Anna Dumitriu is a British artist who works with BioArt, sculpture, installation and digital media to explore our relationship with infectious diseases, synthetic biology and robotics. Her work attempts to interweave the scientific, cultural and personal implications of infectious diseases, using tools and techniques from microbiology and synthetic biology in the laboratory and studio to create works of art that aim to reveal the strange stories and the emerging future of biomedicine. She studies how a disease or virus is seen and represented over wide time scales, just as myths and stigmas are created.
In one of her projects, The Romantic Disease, she works with tuberculosis. Even today, as Dumitriu argues, tuberculosis is responsible for more deaths than other higher profile diseases, whilst resisting attempts to contain it. As she explains, we are interested in certain diseases and not in others. Covid-19 has killed more than 50,000 people worldwide and between 300,000 and 650,000 people die of the flu each year, millions die from tuberculosis. In addition, epidemics and especially how we deal with them, have also historically served to attribute the blame to another, an enemy, a foreigner or a minority, through false, racist and warlike speeches. The Chinese are blamed by many countries for the spread of the coronavirus. In the past, this was the case in other communities: Jews were accused of spreading the plague; for tuberculosis, it was immigrants who were highlighted by Western societies. According to Dumitriu, scientific studies show, for example, that it was Europeans who spread tuberculosis worldwide with colonization, as in India, where the population had no immune defenses to fight it. “Furthermore, an epidemic still affects all human beings: health is a global problem. Epidemics are urgent matters, imbued with many misunderstandings; part of my job is to communicate these issues, look at history and bring complexity.”

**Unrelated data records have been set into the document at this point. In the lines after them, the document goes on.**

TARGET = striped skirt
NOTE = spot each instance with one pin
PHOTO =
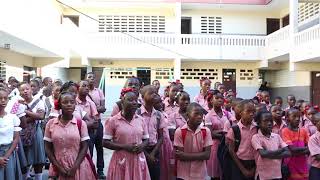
(12, 170)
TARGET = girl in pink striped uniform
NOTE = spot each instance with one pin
(215, 120)
(205, 85)
(128, 160)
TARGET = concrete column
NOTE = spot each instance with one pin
(177, 68)
(293, 29)
(177, 60)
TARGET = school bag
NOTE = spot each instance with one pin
(27, 134)
(223, 154)
(183, 136)
(88, 157)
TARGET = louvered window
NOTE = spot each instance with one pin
(149, 24)
(308, 10)
(211, 25)
(3, 69)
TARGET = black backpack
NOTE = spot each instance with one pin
(223, 154)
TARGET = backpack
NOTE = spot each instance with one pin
(183, 135)
(27, 134)
(223, 154)
(88, 157)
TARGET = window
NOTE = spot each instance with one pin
(149, 24)
(3, 69)
(211, 25)
(308, 10)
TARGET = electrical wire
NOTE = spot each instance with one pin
(127, 34)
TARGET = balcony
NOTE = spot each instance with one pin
(168, 46)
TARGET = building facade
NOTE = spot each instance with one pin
(238, 42)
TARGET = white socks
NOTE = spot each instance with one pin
(38, 176)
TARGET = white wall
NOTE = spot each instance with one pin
(233, 22)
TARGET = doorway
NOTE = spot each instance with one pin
(229, 79)
(315, 88)
(144, 74)
(186, 25)
(272, 25)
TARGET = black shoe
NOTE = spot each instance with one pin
(101, 175)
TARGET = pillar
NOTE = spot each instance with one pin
(177, 68)
(293, 29)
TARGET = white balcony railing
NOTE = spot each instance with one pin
(222, 40)
(307, 35)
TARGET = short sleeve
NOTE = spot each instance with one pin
(101, 94)
(208, 141)
(21, 111)
(16, 123)
(163, 123)
(286, 136)
(47, 132)
(226, 126)
(208, 120)
(145, 131)
(178, 138)
(196, 99)
(172, 121)
(282, 144)
(108, 129)
(115, 110)
(40, 106)
(84, 131)
(256, 143)
(230, 135)
(306, 136)
(94, 110)
(314, 146)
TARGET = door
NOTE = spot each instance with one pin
(186, 25)
(144, 74)
(272, 25)
(229, 79)
(315, 88)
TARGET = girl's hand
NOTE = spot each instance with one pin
(249, 173)
(3, 162)
(139, 148)
(62, 171)
(179, 155)
(72, 172)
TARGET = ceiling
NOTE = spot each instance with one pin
(23, 47)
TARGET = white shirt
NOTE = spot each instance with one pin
(8, 125)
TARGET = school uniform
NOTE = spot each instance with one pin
(217, 123)
(278, 129)
(124, 165)
(267, 168)
(245, 152)
(176, 120)
(194, 142)
(202, 101)
(91, 109)
(314, 148)
(66, 140)
(14, 107)
(8, 125)
(312, 129)
(152, 123)
(97, 96)
(35, 153)
(168, 108)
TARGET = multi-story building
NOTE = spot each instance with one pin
(238, 42)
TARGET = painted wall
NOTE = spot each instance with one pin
(15, 63)
(233, 22)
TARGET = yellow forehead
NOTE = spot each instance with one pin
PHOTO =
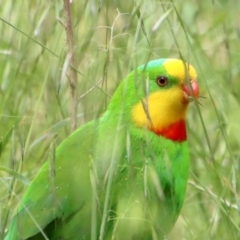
(177, 68)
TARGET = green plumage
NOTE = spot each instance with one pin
(110, 179)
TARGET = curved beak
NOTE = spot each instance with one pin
(190, 90)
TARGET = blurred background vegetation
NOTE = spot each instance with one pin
(112, 37)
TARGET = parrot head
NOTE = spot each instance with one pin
(170, 84)
(156, 95)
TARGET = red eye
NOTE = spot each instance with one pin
(162, 81)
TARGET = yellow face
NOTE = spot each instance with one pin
(168, 105)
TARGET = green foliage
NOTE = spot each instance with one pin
(113, 37)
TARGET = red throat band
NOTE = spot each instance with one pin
(175, 132)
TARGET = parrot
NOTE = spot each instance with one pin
(123, 175)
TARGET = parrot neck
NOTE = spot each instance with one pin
(175, 131)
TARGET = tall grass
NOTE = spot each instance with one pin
(113, 37)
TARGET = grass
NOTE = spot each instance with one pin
(113, 37)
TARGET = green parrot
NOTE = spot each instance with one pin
(123, 176)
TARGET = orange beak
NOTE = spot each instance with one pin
(190, 91)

As materials, Dumitriu usually changes historical objects, such as medical and laboratory equipment, adding embroidery, in addition to incorporating bacteria or bacterial DNA in the tissues, as in the case of the work Engineered Antibody (2016).
I am fascinated by the concept of sublime in terms of bacteria and this notion of “bacterial sublime”, which I spoke about in 2004, has continued to inform my work ever since. There is a kind of admiration we can feel when we strive to keep the concept of bacteria in our minds: these tiny, obscure organisms with their fascinating, complex and occasionally terror-inducing abilities. I try to bring this to my work through the presence of traces of real organisms, although often sterilized in the case of dangerous pathogens, the objects are still contaminated with your memory.
“Engineered Antibody” (2016) is a bead necklace based on research by Xiang Li, who works with an antibody purified from the blood of an HIV positive patient. Made up of 452 handmade beads, it represents and physically contains the 21 real amino acids of the antibody in precise order. The light chain and the heavy chain of the protein structure were folded into the exact structure of the antibody. An antibody is a protein produced by the immune system to fight foreign bodies and viruses, which can bind to HIV. Xiang Li is working to improve this antibody, designing it to better block HIV infections by introducing an additional amino acid called sulfotyrosine.
At a time when complex new scientific discoveries are being made almost every day, but they are far beyond the understanding of laypeople, and when the stories we read compete to terrify us more than ever, we are more at risk than ever before of being taken away to buy the latest “cure”. We are blinded by pseudoscience and media advertising about the speed and success of biotechnology and become easy prey for miracle cures.
In her work “Plague Dress”, the 1665-style dress is made of raw silk, hand-dyed with nutshells in reference to the famous herbalist of the time Nicholas Culpeper, who recommended walnuts as a treatment for the plague. The dress is applied with original embroidery from the 17th century that the artist impregnated with the DNA of the bacterium Yesinia pestis (Prague), which she extracted from the dead bacteria of the pest. The dress is stuffed and surrounded by lavender, which historically was carried under people’s noses during the Great Plague of London to cover the stench of infection, and also to prevent the disease, which was believed to be caused by ‘bad air’ or ‘miasma’.
With information from Digicult; Anna Dumitriu; Imperica Magazine; Mouvement; Axis Web.